October 13, 2016

Private: A Voting Problem that Law Students Could Solve

Ngozi Nezianya


by Ngozi J. Nezianya, JD/MBA Candidate, Northwestern University; President, ACS Student Chapter at Northwestern University School of Law; Next Generation Leader and Student Member, ACS National Board of Directors

Imagine a world in which registering to vote took only a simple form and no more than a few minutes of your time. Imagine a world in which the myriad ways that our government entities use to identify you could ensure that you get a say in exactly who does the verifying. Imagine a world in which casting your ballot could be completed on your way to work, on your lunch break or on your way home before you pick up the kids from school.

Such a utopia need not be reserved for the depths of our imagination. In fact, for some in our country, much of this is already a reality. Thirty-one states and the District of Columbia currently offer online voter registration and five states automatically place their citizens onto voter rolls whenever they interact with government agencies. In the last presidential election, the average time it took to vote actually fell across the country – from 16.7 minutes back in 2008 to 13.3 minutes in 2012.

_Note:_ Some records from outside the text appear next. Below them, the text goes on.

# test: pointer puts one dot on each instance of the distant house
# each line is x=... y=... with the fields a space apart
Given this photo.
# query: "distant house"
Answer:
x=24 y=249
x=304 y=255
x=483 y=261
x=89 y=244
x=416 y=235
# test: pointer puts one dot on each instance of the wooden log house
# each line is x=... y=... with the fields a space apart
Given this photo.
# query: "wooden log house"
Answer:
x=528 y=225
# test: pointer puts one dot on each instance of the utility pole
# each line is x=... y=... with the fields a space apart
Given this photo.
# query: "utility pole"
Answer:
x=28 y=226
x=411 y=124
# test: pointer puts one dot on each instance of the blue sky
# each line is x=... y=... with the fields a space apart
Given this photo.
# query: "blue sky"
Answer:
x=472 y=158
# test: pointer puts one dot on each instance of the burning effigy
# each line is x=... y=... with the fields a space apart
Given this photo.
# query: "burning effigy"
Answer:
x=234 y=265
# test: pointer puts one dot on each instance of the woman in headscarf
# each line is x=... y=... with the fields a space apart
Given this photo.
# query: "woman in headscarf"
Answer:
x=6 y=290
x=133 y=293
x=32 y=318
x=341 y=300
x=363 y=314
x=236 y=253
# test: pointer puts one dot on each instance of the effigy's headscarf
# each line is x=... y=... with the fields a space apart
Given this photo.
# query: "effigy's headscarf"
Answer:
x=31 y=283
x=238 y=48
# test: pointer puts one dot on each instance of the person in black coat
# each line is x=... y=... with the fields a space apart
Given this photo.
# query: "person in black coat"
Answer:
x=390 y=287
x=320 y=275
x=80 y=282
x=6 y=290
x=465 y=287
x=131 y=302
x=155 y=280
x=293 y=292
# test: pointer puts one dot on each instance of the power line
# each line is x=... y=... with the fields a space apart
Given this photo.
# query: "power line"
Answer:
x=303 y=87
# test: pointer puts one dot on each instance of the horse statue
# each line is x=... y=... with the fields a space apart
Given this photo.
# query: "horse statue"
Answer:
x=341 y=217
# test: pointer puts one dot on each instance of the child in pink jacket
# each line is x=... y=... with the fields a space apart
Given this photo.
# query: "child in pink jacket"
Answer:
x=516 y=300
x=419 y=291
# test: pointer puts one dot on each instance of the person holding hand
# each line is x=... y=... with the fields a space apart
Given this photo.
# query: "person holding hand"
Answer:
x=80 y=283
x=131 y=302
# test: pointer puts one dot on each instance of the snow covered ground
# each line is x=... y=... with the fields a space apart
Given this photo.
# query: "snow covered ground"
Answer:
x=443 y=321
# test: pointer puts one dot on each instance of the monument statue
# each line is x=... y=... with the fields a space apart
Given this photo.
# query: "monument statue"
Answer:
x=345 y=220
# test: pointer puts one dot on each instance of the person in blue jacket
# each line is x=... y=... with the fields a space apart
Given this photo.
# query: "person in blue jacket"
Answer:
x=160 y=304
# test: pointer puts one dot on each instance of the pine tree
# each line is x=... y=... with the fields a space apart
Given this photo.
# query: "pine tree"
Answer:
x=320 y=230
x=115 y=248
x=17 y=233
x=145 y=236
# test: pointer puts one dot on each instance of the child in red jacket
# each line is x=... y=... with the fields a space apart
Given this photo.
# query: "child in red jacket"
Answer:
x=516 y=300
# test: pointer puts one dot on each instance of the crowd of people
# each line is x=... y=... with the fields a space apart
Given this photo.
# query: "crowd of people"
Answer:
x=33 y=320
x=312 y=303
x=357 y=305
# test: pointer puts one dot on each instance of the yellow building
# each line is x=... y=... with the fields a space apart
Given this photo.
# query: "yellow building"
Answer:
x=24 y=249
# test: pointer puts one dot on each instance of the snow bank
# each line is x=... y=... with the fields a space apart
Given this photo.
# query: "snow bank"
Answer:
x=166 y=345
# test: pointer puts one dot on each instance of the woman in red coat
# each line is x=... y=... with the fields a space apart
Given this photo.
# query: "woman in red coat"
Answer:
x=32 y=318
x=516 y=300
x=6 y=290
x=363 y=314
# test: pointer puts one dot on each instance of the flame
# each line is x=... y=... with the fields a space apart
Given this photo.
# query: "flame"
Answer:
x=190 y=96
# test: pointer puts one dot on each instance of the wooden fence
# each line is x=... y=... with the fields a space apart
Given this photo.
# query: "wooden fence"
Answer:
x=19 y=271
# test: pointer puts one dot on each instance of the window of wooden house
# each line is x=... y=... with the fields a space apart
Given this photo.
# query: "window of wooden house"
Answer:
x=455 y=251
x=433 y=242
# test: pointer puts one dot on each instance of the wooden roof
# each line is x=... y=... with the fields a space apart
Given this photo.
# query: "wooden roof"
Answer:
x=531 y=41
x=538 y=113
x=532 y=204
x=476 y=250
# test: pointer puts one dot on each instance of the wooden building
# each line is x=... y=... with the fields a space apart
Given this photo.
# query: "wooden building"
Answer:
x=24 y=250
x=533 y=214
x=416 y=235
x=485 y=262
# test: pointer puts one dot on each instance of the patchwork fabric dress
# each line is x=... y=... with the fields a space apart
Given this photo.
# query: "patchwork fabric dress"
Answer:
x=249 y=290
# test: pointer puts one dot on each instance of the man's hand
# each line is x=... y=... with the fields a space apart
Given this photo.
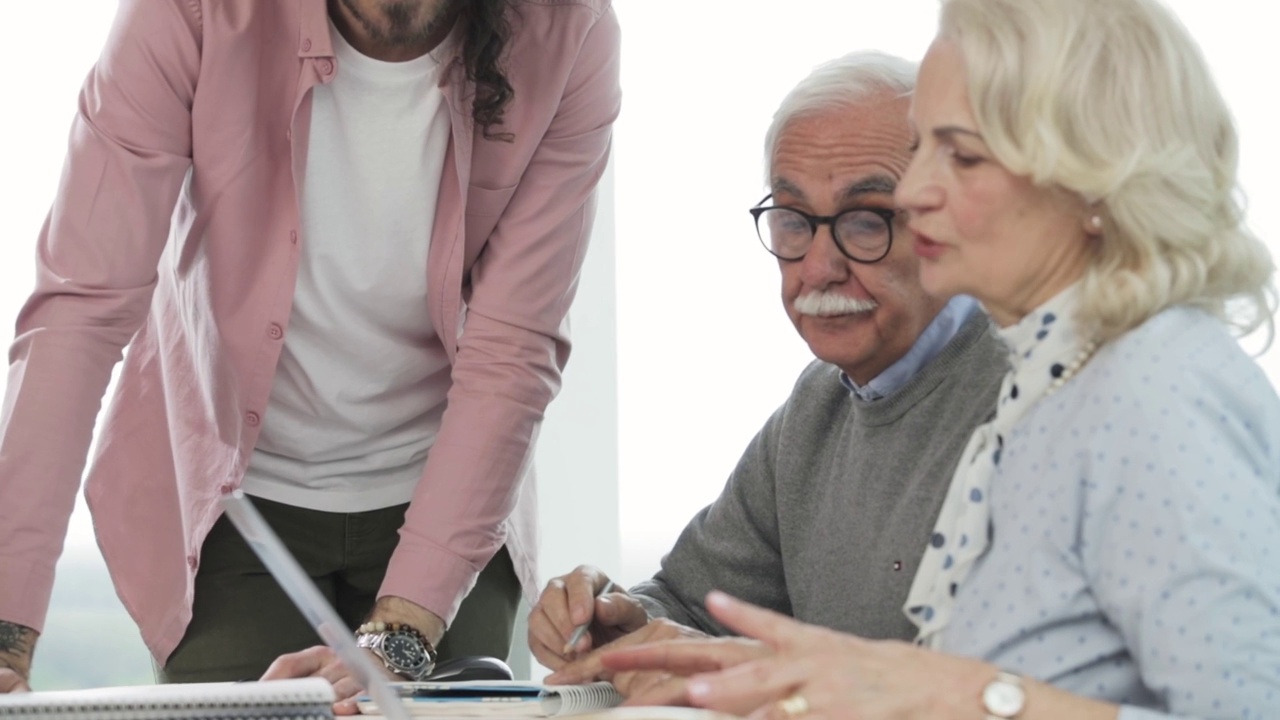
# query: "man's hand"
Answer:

Yet, despite those positive developments, one need only scratch the surface of these rosy data to reveal the discordant truths that coexist in our democratic process. Seven states maintain strict laws that require forms of photo identification that 11 percent of eligible voters do not have. Federal law requires states to maintain updated voter registration lists; however, when those laws result in the purges of millions of citizens from the rolls every two years, various states and their officials seem to disproportionately remove the poor, mistakenly remove Asian and Hispanic voters because they matched their surnames to the wrong people and in some cases outright intimidate black voters by sending police officers door-to-door to challenge those voters’ registrations. (And those are not even the most egregious purges.) Lastly, countless stories have documented how the closure of polling locations in heavily populated voting districts and the shortening of early voting periods across the country have caused citizens to wait up to five and seven hours in the blistering sun to exercise a right that the Supreme Court, dating back to 1966, had previously deemed “fundamental.” In other words, the extraordinary degree of variance at the other end of the voting experience skews our democratic process toward dystopia.

A host of solutions – such as modernizing, automating and making portable across states our voter registration system – could restore our faith in the voting franchise and convert it from a source of disgrace to one of national pride. But at least two solutions seem to be obvious cures to the long lines that force people to decide between their civic duty and their daily bread: increasing polling machines in heavily populated areas and increasing the number of competent poll workers hired to assist in the process.

When asked about the cause of long waits at the polls, 38 percent of local election officials pointed to either a shortage of ballots, machines or poll workers. And it just so happens that the places where election officials say they have the greatest difficulty finding enough number of poll workers are those with the highest percentage of registered voters casting their ballots in-person on Election Day. When these facts are observed next to the widespread confusion regarding rules for issuing provisional ballots to alleviate voter registration discrepancies, it appears that there are some problems with our voting system that law student volunteers – a group of people especially attentive to rules and changes in laws – would be uniquely poised to address.

That is why I am proud that Northwestern University Pritzker School of Law has canceled Election Day classes to enable law students and faculty to volunteer their time to assist with poll working and other election protection efforts. And I am also proud that our law school will be hosting the ACS Midwest Regional Convening this weekend, where we will both begin and end our gathering with discussions on challenges to and ways to protect the right to vote.

This will be the first presidential election without the full umbrella of the Voting Rights Act since its passage in 1965. Though the Supreme Court’s Shelby County v. Holder decision has dulled the law’s force, watching thousands of law students and faculty across the country volunteer to protect the right to vote would undoubtedly revive its spirit. Such efforts could very well remind our nation that when it comes to how we guarantee a right deemed by law to be “fundamental,” our aspirations for the ideal and our imagination of what is possible should, in fact, be what guide us.